Copper is cheap and can be purchased without a prescription. My wife have both tried 2mg pills a while back. I was fine with it but she got a very bad headache that day and never tried it again.
After searching "resveratrol" on HealthUnlocked and elsewhere makes me very skeptical of its positive effects. It may even cause harm. I suggest anyone considering using it do thorough research. There are some very questionable claims made about resveratrol and it has a shady history.
REVISED: At least Resveratrol seems to be positive for health and aging and doesn't do harm. Maybe it's worth a shot?
Ha. I eat at least 3 of the first 4 ingredients listed for copper every day and the only alcohol I ever drink is red wine (after taking 1200mg NAC and 125mg Vitamin C to limit acetaldehyde production during ethanol metabolism.)
I'm convinced there is no nutraceutical silver bullet but it's not about cure it's about delay to give time for new therapies and drugs to be developed.
Not that I think a couple of glasses of red wine is a big source or reservatrol. I initially passed on adding it to my supplement stack due to inconclusive evidence out there but this may be a game changer.
.9 for healthy individuals but pca patients 2 mg seems to b ideal along w the resveratrol. I drink 2-3 glasses of red wine daily but am going to incorporate the added resveratrol to get the rec dosage..
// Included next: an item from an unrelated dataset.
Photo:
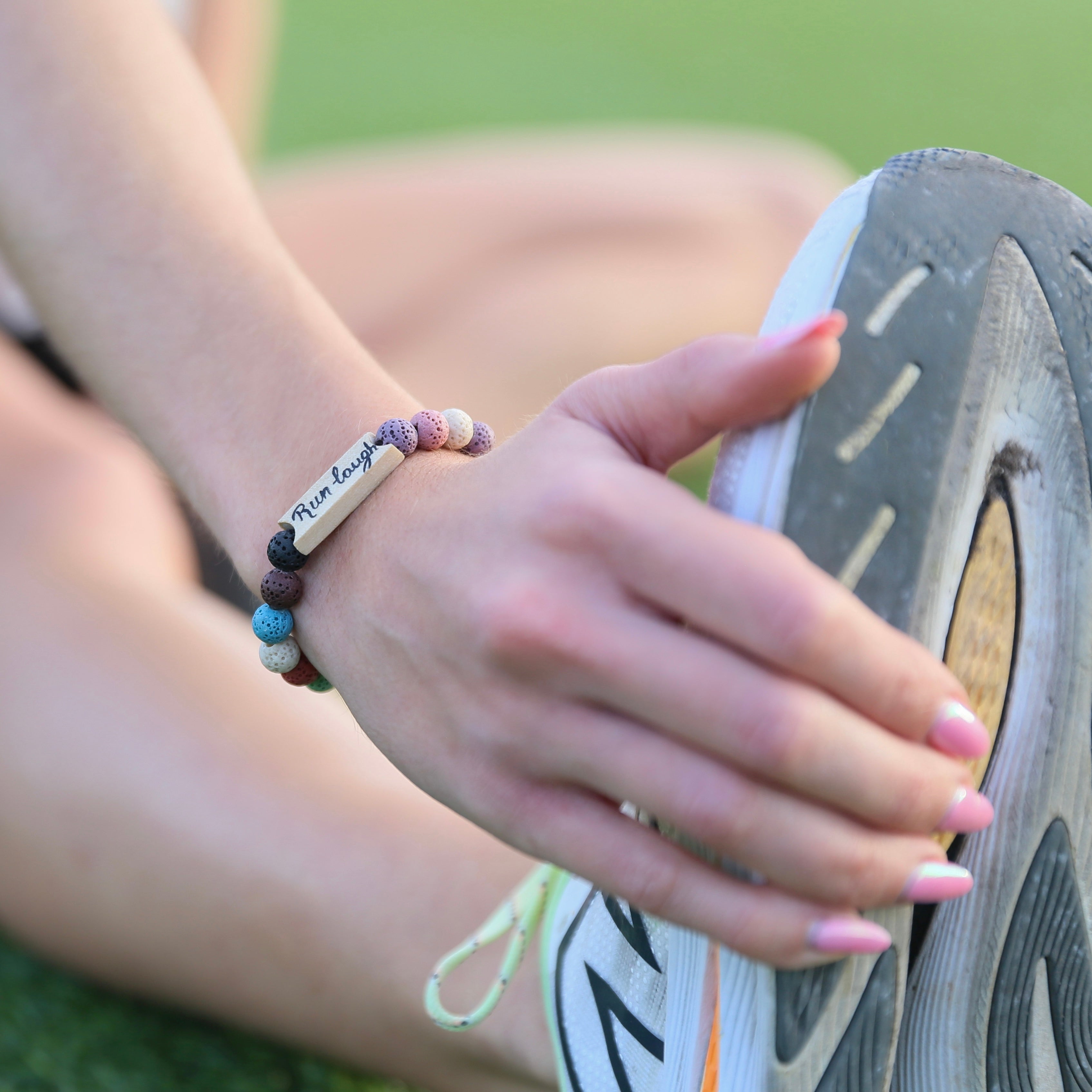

Be careful with the wine consumption… at the end of ADT I got borderline fatty non-alcoholic liver, NAFLD, just from eating too many carbos. karger.com/uin/article-abst...
Years ago I read Jane McLelland's, book. I even met with her in NYC. I was taking all sorts of supplements. Couldn't really tell if they had an effect. I did just order copper 2mg . Thanks for the heads up.
I would say if lack of substantial toxicity is PROVE, try whatever.....but don't discard SOC proven treatments, unless the potential toxicity of the SOC outweighs, for the individual, the slight possibility of benefit...eg, increased life expectancy by 4 months but with likely horrible QOL for those extra 4 months???
This succinctly sums up my overall attitude about using a multi-pronged, common-sense approach to dealing with Prostate Cancer. Consider novel approaches that do no harm but don't use them as a substitute for SOC. I would add to make sure to check for any potential interactions with drugs you are taking such as blood thinners, high blood pressure or statin medications which are very commonly used these days. For example, supposedly berberine can lessen the bioavailability of Losartan high-blood pressure medication which I take the lowest dose of so I switched from taking it in the afternoon after lunch to first thing in the morning which is 12+ hours since the last time I took berberine (with dinner).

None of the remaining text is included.